Первым неслышно прикатился робот-слуга, запоминая огненного гостя, припал к окну. Шар не пошевелился. Обнорский знал, что шары на присутствие роботов обычно не реагируют, но все же сказал раздраженно:
— Чего тут вертишься! Спугнешь.
Робот не ответил, и это его взбесило.
— Пошел вон! — зашипел он. — Мешаешь!
Робот покатился к выходу, и шар тоже стал удаляться.
— Стой! — приказал Обнорский. — Иди к окну.
Шар придвинулся так близко, что его золотистые отсветы блуждали по гладкому телу робота, словно ощупывали его через толстый прозрачный пластик. Обнорский снова взялся за свои антенны. Черный силуэт робота в золотистом ореоле, пульсирующий неподалеку загадочный шар на фоне потемневшей в вечерних сумерках местности, красочная заря на небе, отсеченная черной гребенкой гор, — вся эта феерическая картина будила творческий восторг, и Обнорский старался вжиться в него, запомнить, чтобы выразить потом в фантастических образах.
Послышался топот ног, громко хлопнула дверь, и… шар исчез.
— Не могли осторожней?! — накинулся Обнорский на вошедших. — Такую картину испортили! Такой был образ!..
Не сказав ни слова, люди удалились. Знали крутой нрав этого общепризнанного творца, этого "первого гения вселенной"
Обнорский обругал себя за то, что не утерпел и позвал других. А какой мог получиться шедевр искусства, если бы он подольше остался наедине с этим светящимся шаром! Теперь, когда уже ничего нельзя было исправить, ему казалось, что это, упущенное, было бы лучшим его произведением, где таинственное и реальное переплелись бы в неожиданных причудливых формах пространства, цвета, музыки. Как именно вписался бы таинственный шар в эту композицию, он не знал, но был уверен, что именно шар сыграл бы главную роль.
Обнорский ходил по мастерской, косясь на темнеющую даль за широким окном, и размышлял о том, что чего-то недодумал, создавая Город искусств. За последние месяцы эмоциональный накал быстро падал у всех композиторов, художников, скульпторов, поэтов, населяющих этот город. Он-то, Обнорский, рассчитывал, что, оторвавшись от повседневных забот (служение муз не терпит суеты), эстеты сумеют разжечь себя и так обострить свою чувственность, что вся вселенная поразится созданными ими шедеврами.

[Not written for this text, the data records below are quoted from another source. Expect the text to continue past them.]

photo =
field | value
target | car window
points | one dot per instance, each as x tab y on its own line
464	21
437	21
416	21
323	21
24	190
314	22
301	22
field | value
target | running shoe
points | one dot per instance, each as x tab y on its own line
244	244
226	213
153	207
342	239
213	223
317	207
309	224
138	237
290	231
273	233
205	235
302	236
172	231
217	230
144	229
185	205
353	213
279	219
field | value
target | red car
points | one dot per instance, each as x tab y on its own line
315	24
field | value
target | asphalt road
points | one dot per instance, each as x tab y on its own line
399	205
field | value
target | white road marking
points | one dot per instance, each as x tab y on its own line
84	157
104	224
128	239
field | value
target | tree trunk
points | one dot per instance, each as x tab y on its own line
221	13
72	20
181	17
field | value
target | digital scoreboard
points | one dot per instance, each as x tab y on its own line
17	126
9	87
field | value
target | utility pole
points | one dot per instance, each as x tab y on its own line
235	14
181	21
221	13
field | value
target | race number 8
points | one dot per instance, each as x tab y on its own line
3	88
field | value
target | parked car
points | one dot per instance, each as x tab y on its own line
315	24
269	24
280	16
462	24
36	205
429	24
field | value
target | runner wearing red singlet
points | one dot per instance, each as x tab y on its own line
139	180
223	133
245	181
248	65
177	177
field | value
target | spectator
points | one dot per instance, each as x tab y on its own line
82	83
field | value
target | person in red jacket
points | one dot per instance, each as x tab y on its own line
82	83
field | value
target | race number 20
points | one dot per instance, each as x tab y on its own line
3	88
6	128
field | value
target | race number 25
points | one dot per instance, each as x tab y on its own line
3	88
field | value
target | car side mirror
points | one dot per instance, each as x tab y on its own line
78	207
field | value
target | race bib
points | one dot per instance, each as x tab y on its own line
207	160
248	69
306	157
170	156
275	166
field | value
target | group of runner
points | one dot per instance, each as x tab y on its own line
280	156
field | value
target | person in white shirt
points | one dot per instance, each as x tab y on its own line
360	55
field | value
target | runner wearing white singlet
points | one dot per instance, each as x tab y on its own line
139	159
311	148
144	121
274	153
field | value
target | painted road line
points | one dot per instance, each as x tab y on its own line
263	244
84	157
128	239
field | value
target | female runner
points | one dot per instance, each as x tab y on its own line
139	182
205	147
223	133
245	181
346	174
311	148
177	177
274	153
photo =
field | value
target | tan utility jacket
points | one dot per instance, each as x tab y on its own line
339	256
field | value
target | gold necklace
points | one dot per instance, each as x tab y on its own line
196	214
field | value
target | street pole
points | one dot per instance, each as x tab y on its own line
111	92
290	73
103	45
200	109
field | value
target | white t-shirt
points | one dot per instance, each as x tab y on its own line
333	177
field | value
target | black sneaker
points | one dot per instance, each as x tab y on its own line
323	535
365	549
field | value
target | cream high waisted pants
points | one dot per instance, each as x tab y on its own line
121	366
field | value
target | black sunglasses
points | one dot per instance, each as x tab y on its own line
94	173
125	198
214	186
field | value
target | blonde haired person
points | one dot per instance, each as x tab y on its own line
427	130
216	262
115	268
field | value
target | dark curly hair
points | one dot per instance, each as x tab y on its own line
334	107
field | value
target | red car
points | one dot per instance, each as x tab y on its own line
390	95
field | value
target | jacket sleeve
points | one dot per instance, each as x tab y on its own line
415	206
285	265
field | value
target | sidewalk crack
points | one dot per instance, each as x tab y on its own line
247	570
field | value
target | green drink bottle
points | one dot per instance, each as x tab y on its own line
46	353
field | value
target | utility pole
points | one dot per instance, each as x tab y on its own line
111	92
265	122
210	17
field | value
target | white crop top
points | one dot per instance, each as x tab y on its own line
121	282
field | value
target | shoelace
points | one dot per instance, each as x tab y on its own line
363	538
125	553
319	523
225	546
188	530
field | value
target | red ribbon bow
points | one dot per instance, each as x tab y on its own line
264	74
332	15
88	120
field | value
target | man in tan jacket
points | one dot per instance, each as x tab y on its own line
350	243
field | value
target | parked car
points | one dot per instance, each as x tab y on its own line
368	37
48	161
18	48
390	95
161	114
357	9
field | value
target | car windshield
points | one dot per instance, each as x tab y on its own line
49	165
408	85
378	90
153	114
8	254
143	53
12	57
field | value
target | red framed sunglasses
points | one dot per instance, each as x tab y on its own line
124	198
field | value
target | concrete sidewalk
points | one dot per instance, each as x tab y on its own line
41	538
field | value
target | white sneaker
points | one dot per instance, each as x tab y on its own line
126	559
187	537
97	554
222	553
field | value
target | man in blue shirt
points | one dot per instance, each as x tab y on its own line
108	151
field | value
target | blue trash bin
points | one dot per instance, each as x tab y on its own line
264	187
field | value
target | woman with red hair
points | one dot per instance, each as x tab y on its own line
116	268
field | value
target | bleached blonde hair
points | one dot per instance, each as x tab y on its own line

А ведь как прекрасно все начиналось! Он выбрал самый отдаленный от Земли и самый безопасный мир, где отсутствовали какие-либо хищные или ядовитые звери и растения, где всегда был равномерно теплый климат, собрал группу эстетов, способных в творчестве самоуглубляться до самоотречения, и создал поселение, назвав его Городом искусств. Не беда, что население города насчитывало всего двенадцать человек (Обнорский сам определил это божественное число), но ему предстояло стать образцом городов будущего, где искусство достигнет невообразимых высот.
Теперь ему казалось, что ошибка была совершена в самом начале им самим, согласившимся по настоянию друзей взять с собой человека, не относящегося к миру искусств. И фамилия-то у него была обыкновенная Ермаков. "Он умеет все, — заверили друзья. — Возьми на всякий случай, пригодится", но "человек на всякий случай" оказался тринадцатым. Это не нравилось Обнорскому, и он взял четырнадцатого, подающего надежды, хотя и слишком юного, Леню Обнорского, своего однофамильца, которого "первый гений" втайне мечтал сделать своим последователем.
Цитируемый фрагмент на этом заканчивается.